Steve Gibson covers the details in his Security Now podcast.

The episode in question is "Last Pass"....search the transcripts for details.

Ill have to check into that. so basically the guy is just try to get attention and is lying?

EDIT:

Here is the main part:

Yeah. It totally makes sense. Now, there were in the news in the last couple of days some stories that were a little overheated, saying that Skype's encryption had been cracked, people worrying about that. There was, essentially, some very good reverse engineering done. And I wanted to put everyone's mind at rest that Skype's encryption has not been cracked. So a guy who people believe is using a pseudonym of Sean O'Neil essentially posted that they had reverse-engineered Skype's encryption.
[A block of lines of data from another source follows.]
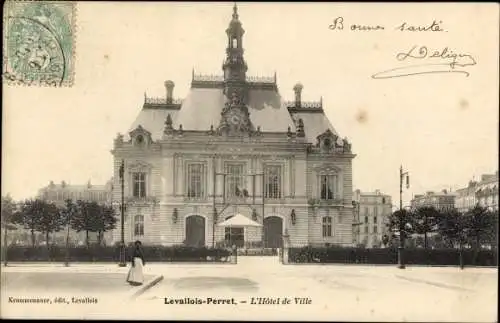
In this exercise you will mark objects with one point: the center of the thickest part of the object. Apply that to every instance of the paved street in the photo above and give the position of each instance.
(335, 292)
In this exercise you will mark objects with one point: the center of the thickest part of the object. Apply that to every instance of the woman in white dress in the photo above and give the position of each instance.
(135, 276)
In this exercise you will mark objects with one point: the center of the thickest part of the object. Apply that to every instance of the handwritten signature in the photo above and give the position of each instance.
(434, 61)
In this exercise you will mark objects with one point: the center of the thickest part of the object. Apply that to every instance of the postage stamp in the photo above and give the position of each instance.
(39, 43)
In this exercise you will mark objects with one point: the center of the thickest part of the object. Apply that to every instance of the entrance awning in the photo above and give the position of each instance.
(239, 220)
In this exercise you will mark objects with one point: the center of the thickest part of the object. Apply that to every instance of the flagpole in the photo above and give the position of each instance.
(122, 216)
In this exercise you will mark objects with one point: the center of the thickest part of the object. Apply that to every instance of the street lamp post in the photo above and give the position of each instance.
(402, 175)
(66, 259)
(263, 200)
(122, 216)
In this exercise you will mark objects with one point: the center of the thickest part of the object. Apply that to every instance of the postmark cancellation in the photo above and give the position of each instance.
(39, 43)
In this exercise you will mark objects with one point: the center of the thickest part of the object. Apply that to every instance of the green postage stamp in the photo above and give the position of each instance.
(39, 43)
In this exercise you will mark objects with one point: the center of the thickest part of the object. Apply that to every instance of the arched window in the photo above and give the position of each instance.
(327, 226)
(196, 181)
(328, 187)
(139, 224)
(273, 181)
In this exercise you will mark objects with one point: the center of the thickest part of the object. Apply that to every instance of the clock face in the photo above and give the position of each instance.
(235, 119)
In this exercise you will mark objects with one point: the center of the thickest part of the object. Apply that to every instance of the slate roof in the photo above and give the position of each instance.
(202, 108)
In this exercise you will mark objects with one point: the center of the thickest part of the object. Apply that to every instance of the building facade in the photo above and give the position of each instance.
(439, 200)
(483, 192)
(373, 210)
(233, 146)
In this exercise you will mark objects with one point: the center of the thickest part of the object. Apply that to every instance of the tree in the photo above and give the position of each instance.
(424, 221)
(28, 217)
(482, 226)
(400, 222)
(92, 217)
(106, 221)
(51, 220)
(68, 212)
(81, 221)
(454, 227)
(39, 216)
(8, 211)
Now, Skype's overall cryptography architecture is really good. I've looked at it in the past just because I was curious, and I've got it on my own notes here to do a whole episode on the security architecture of Skype, much as we're going to talk about the security architecture of LastPass in this episode. We have developed over the last five years, four weeks short of five years, all of the bits and pieces we need to, where there we're talking about specific technologies. Fitting these together into systems is one of the things I want to spend some time on moving forward, and looking at how Skype works in terms of how do they use these things in order to create an architecture is something I want to do.

Well, what this Sean O'Neil, whatever his real name is, going by the name Sean O'Neil, what he, or they, have done is essentially they reverse-engineered some pieces of what Skype has done which Skype has kept proprietary. Now, essentially, we've talked about security by obscurity. That's a favorite term people like to use sort of in an absolute sense of, well, you know, if you rely on security by obscurity, then you have no security. It's certainly the case that, if you depend upon obscurity, you can't ever count on it enduring.

Quoted from here just search for skype it was the second one that showed up for me.